Climate data have shown that the variance between daily lows and highs may have played a role in the lower average temperature because the fluctuations were much more subdued. Generally, the mornings were warmer due to nightly cloud cover and the evenings were cooler because the clouds had dissipated. There were documented fluctuations of cloud cover for various locations that suggested it was a nightly occurrence and the sun killed them off, much like a fog. The class boundaries between 1810–1830 without volcanically perturbed years was ~7.9 °C. This is contrasted by the volcanically perturbed years (1815–1817) where the delta was only ~2.3 °C. This meant that the mean annual cycle in 1816 was more linear than bell shaped and 1817 endured cooling across the board. Southeastern England, northern France, and the Netherlands experienced the greatest amount of cooling in Europe; complemented by New York, New Hampshire, Delaware, and Rhode Island in North America (Bodenmann et al. 2011).

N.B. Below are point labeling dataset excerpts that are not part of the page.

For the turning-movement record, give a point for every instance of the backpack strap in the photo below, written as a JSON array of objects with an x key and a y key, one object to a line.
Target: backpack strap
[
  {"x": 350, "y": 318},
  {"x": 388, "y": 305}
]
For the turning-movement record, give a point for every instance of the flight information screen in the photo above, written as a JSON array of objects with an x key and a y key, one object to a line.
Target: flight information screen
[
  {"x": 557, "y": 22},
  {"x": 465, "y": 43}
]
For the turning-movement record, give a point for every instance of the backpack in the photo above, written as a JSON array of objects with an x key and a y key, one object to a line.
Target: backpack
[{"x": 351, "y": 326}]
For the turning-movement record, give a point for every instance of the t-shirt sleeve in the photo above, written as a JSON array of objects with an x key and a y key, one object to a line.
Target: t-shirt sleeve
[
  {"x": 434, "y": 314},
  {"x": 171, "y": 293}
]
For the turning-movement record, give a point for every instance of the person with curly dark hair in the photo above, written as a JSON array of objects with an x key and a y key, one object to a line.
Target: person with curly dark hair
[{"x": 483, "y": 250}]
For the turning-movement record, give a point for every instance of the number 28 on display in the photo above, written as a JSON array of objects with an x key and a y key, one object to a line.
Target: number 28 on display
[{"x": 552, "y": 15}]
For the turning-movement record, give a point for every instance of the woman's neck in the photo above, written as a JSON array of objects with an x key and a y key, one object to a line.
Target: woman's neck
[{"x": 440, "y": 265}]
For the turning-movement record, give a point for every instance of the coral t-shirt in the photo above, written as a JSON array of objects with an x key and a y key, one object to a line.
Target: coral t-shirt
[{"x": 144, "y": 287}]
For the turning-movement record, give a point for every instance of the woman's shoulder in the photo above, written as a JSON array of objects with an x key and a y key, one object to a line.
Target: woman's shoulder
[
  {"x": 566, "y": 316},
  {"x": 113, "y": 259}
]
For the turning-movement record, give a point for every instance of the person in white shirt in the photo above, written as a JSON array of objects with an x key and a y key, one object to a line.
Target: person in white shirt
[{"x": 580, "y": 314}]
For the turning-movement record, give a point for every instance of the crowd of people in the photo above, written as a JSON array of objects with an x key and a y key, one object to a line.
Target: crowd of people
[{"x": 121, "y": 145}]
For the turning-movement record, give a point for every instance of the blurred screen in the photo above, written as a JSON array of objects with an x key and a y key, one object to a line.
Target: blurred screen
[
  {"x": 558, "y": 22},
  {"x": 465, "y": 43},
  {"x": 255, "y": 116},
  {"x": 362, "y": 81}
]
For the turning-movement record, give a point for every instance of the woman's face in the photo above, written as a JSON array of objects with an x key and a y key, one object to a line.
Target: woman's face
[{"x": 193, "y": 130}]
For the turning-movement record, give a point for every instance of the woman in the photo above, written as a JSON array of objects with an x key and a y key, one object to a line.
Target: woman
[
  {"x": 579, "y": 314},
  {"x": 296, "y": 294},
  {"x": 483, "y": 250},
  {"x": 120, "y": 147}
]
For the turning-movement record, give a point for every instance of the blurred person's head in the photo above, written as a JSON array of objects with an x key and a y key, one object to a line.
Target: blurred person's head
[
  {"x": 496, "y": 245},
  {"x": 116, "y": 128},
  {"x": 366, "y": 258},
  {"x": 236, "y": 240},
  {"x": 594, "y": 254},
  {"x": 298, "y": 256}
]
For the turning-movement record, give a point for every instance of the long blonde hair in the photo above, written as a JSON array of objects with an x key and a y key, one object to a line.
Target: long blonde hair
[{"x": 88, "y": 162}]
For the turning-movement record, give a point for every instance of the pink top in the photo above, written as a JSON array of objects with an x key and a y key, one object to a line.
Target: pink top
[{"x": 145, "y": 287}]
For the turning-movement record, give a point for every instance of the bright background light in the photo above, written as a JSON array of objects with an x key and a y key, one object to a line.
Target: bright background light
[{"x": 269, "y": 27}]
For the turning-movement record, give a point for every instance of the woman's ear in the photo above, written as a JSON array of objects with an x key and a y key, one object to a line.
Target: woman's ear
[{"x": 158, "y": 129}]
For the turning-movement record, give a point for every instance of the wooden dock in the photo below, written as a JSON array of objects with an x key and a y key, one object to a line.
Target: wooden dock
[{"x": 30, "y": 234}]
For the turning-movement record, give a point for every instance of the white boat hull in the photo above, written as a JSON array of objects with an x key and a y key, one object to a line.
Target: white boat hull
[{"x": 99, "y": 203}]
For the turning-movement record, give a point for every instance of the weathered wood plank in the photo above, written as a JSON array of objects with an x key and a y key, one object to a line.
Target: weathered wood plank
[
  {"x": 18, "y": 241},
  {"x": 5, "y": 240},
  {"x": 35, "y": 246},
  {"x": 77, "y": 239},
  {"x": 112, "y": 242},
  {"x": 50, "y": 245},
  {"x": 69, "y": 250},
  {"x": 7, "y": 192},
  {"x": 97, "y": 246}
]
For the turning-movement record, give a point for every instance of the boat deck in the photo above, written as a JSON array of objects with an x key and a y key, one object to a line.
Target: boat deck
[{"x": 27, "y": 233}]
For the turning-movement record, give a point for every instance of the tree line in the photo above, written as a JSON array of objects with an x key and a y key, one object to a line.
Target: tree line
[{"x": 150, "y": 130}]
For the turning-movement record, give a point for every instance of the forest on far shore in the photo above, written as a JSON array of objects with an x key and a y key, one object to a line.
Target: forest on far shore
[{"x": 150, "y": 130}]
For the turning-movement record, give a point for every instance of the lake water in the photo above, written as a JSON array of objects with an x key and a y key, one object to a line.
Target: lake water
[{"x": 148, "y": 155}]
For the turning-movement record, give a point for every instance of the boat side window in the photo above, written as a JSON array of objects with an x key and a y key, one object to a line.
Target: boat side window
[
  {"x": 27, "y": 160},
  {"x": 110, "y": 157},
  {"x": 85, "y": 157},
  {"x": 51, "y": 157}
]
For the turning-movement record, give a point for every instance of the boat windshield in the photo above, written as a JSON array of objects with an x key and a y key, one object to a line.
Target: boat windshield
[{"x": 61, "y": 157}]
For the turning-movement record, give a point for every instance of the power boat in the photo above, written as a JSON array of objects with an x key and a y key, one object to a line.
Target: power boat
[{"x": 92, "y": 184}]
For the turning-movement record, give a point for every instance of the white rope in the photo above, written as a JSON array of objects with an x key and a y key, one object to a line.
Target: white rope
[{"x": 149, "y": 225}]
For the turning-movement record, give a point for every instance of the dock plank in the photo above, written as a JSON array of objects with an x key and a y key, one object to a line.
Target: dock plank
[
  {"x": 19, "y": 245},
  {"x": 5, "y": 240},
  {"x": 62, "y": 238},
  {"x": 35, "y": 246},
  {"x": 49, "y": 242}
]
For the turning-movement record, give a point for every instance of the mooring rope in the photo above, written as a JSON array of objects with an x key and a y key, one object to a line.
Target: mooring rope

The documented rainfall was as much as 80 percent more than the calculated normal with regards to 1816, unusually high amounts of snow were found in Switzerland, France, Germany, and Poland. This is again contrasted by the unusually low precipitations in 1818 which caused droughts throughout most of Europe and Asia (Auchmann et al. 2012). Russia had already experienced unseasonably warm and dry summers since 1815 and this continued for the next three years. There are also documented reductions in ocean temperature near the Baltic Sea, North Sea, and Mediterranean. This seems to have been an indicator of shifted oceanic circulation patterns and possibly changed wind direction and speed (Meronen et al. 2012). This is further supported by the recorded observations of a British fleet sent to explore the Arctic Circle; they found large ice sheets miles off the coast of Greenland, where two years prior they had been shoved along the east coast of Greenland. Contemporary scientists attributed the Year Without a Summer to the drifting polar ice sheets rather than the eruption of Tambora because of its proximity to England.
Taking into account the Dalton Minimum, and the presence of famine and droughts predating the eruption, the Tambora volcanic event accelerated or exacerbated the extreme climate conditions of 1815. While other eruptions and other climatological events would have led to a global cooling of about 0.2 °C, Tambora increased that number substantially.